青春の海(1933)

解説

「ボートの八人娘」のカリン・ハルトが主演し、同じく「ボートの八人娘」「セロ弾く乙女」のエリッヒ・ワシュネックが監督する映画。ドイツで知名の小説家マンフレッド・ハウスマンの小説「ハーモニカのアベル」から、ハウスマン自らヴォルター・ミューラーが脚色したもの。音楽は新顔のクレメンス・シュマルスティッヒが担当、撮影は「狂乱のモンテカルロ」のギュンター・リッタウが当たっている。
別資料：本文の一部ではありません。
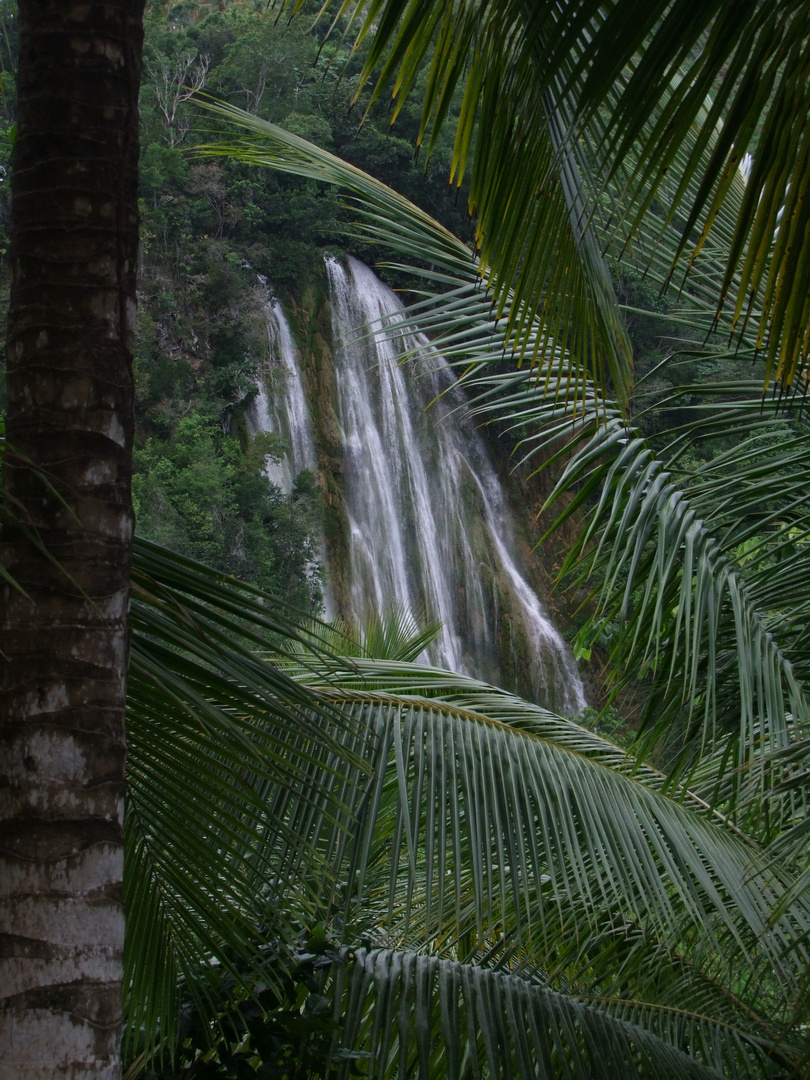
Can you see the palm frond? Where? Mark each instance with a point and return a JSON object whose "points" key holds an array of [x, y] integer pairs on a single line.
{"points": [[212, 729]]}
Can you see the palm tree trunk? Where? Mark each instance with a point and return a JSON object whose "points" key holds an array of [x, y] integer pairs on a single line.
{"points": [[65, 645]]}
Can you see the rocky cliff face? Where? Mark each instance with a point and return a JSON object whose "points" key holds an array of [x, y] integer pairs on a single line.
{"points": [[415, 514]]}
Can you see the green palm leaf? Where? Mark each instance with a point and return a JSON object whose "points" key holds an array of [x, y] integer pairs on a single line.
{"points": [[212, 729]]}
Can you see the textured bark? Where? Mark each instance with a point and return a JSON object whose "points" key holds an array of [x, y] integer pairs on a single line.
{"points": [[65, 648]]}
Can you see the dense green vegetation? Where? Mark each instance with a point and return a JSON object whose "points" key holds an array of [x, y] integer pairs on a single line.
{"points": [[208, 229], [516, 893]]}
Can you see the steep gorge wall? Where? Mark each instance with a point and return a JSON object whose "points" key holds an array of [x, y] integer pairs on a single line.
{"points": [[423, 523]]}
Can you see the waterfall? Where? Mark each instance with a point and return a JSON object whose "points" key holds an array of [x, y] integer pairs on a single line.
{"points": [[281, 401], [430, 529]]}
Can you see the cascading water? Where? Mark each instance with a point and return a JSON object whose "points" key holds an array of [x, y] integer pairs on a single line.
{"points": [[281, 402], [429, 526]]}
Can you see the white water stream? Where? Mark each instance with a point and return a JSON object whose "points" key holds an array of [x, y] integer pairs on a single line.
{"points": [[429, 526]]}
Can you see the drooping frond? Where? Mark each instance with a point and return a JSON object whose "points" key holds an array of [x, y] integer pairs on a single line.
{"points": [[212, 728], [596, 106]]}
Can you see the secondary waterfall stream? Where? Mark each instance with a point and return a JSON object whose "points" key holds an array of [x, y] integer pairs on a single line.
{"points": [[429, 528]]}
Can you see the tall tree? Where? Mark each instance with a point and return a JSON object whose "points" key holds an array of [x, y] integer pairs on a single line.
{"points": [[64, 623]]}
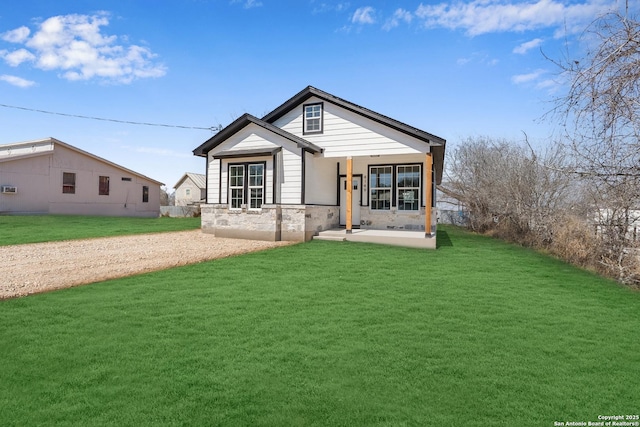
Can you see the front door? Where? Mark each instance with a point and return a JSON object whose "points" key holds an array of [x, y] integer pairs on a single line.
{"points": [[355, 201]]}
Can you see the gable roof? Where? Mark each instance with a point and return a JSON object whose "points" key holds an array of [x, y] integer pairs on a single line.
{"points": [[242, 122], [311, 91], [55, 142], [198, 179]]}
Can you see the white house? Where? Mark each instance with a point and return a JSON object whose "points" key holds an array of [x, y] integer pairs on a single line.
{"points": [[48, 176], [284, 176], [190, 189]]}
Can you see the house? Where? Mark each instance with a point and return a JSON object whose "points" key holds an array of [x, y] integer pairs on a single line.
{"points": [[284, 176], [48, 176], [190, 189]]}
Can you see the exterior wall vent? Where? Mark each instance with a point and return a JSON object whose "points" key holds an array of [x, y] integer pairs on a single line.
{"points": [[9, 189]]}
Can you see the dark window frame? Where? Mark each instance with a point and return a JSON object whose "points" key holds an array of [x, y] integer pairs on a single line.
{"points": [[245, 184], [305, 126], [67, 186], [103, 185], [394, 185]]}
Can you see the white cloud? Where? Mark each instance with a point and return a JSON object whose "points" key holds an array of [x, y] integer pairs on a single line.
{"points": [[398, 16], [157, 151], [528, 78], [489, 16], [76, 46], [18, 35], [363, 15], [16, 81], [526, 46], [17, 57]]}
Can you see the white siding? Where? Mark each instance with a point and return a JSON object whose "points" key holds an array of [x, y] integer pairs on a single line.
{"points": [[349, 134], [291, 187], [321, 180]]}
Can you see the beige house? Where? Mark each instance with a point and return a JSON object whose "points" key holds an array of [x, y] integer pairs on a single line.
{"points": [[48, 176], [190, 189]]}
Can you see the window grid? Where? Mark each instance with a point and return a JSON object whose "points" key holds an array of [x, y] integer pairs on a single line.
{"points": [[68, 183], [381, 184], [313, 118], [236, 185], [256, 185], [103, 186], [408, 185]]}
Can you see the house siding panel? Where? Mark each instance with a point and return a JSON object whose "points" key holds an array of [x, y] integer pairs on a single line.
{"points": [[365, 136]]}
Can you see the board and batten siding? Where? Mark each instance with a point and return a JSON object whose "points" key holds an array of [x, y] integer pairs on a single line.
{"points": [[349, 134]]}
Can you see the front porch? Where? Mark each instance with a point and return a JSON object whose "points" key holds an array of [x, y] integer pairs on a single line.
{"points": [[413, 239]]}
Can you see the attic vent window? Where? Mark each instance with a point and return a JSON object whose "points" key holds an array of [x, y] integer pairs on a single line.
{"points": [[313, 118]]}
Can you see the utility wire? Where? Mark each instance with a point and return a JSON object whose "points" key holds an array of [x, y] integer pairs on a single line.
{"points": [[212, 128]]}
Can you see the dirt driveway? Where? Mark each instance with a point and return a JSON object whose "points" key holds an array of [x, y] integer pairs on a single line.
{"points": [[33, 268]]}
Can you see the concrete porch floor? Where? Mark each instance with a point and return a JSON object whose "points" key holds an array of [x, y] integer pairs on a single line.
{"points": [[413, 239]]}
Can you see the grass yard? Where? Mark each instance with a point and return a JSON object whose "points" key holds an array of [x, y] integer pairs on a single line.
{"points": [[46, 228], [476, 333]]}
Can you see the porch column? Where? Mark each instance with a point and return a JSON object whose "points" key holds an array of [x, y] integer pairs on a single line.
{"points": [[428, 166], [349, 194]]}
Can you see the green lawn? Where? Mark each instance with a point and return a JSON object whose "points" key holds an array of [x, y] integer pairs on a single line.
{"points": [[477, 333], [45, 228]]}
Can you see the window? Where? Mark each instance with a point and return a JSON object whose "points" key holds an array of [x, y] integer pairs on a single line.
{"points": [[256, 185], [380, 183], [313, 118], [246, 185], [68, 182], [236, 185], [103, 186], [408, 187], [395, 186]]}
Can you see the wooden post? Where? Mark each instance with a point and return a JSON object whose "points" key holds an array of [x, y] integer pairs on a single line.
{"points": [[428, 174], [349, 194]]}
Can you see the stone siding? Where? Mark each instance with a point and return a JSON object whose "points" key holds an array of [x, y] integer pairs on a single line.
{"points": [[296, 223]]}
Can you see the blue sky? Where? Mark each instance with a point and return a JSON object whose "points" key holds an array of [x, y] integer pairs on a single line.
{"points": [[455, 69]]}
助演は「若きハイデルベルヒ」のハンス・ブラウゼウェッター及びカール・バルハウス、舞台から来た新人カール・ルドウィッヒ・シュライバー、ゲーツ・ウィットゲンシュタインや、「ワルツ合戦」のハインツ・フォン・クレーフェ、「桃源郷」のパウル・ハイデマン等。

1933年製作/ドイツ
原題または英題:Abel mit der Mundharmonika

ストーリー

十七才のペーターは両親がエンガーデンへ避暑旅行に出掛けるのを待ちかねて、帆具店の息子である友達のユンボーの家へ駆けつけた。二人は海へ行くのだ。青い海へ白いヨットを浮かべるのだ。ヨットは気持ちのよい「海豹号」だ。二人は意気揚々と帆を張った。快い夏の風は一ぱいに帆をふくらませた。二人は海上で溺れかかっている若者を救った。彼の名はアベルと言う。彼は秘蔵のハーモニカを失わなかった事だけで晴やかだった。やがてアベルの吹くハーモニカの優しいメロディが海上を流れた。ペーターもユンボーもうっとりそれに聞き入った。三人の若者はコリンナという少女に出会った。コリンナは友達のハリーやエラースと共に軽気球競技に参加していた。ハリーとコリンナは、この空の上で生まれて初めて接吻し、愛の言葉を囁いた。夕方になると風が出て軽気球は海へ流れて行った。ハリーはコリンナを気球の上から海へ投げ込んだ。ヨットがこの少女に出会ったのはこの時だった。その夜コリンナはヨットに寝た。アベルは何故か胸がときめいた。朝が来ると一同は燈台の岩に上りペーターとユンボーは岸を駆けまわり、アベルはコリンナの傍に腰を下ろした。彼は思いをこめてハーモニカを吹いていた。その午後ヨットはブレーメルハーフェンに着いた。コリンナは岸壁に迎えに来ていたハリーの姿を見出して嬉しさに顔を赤らめる。ハリーはやはり頼もしい青年だった。コリンナを気球から投げたのは、あの時危険から遠ざけるためだった。二人は恋人同志だったのだ。アベルは哀しそうである。海で得た恋と、海で失った恋。ペーターがそれを慰めた。「くよくよするなよ、俺達は若いんだ。君はハンブルグを知らないからこのヨットで連れて行くよ。又きっと面白い事があるぜ。」アベルはやっと気を取り直してハーモニカを吹いた。若き日の喜びと哀しみを伝えるハーモニカを。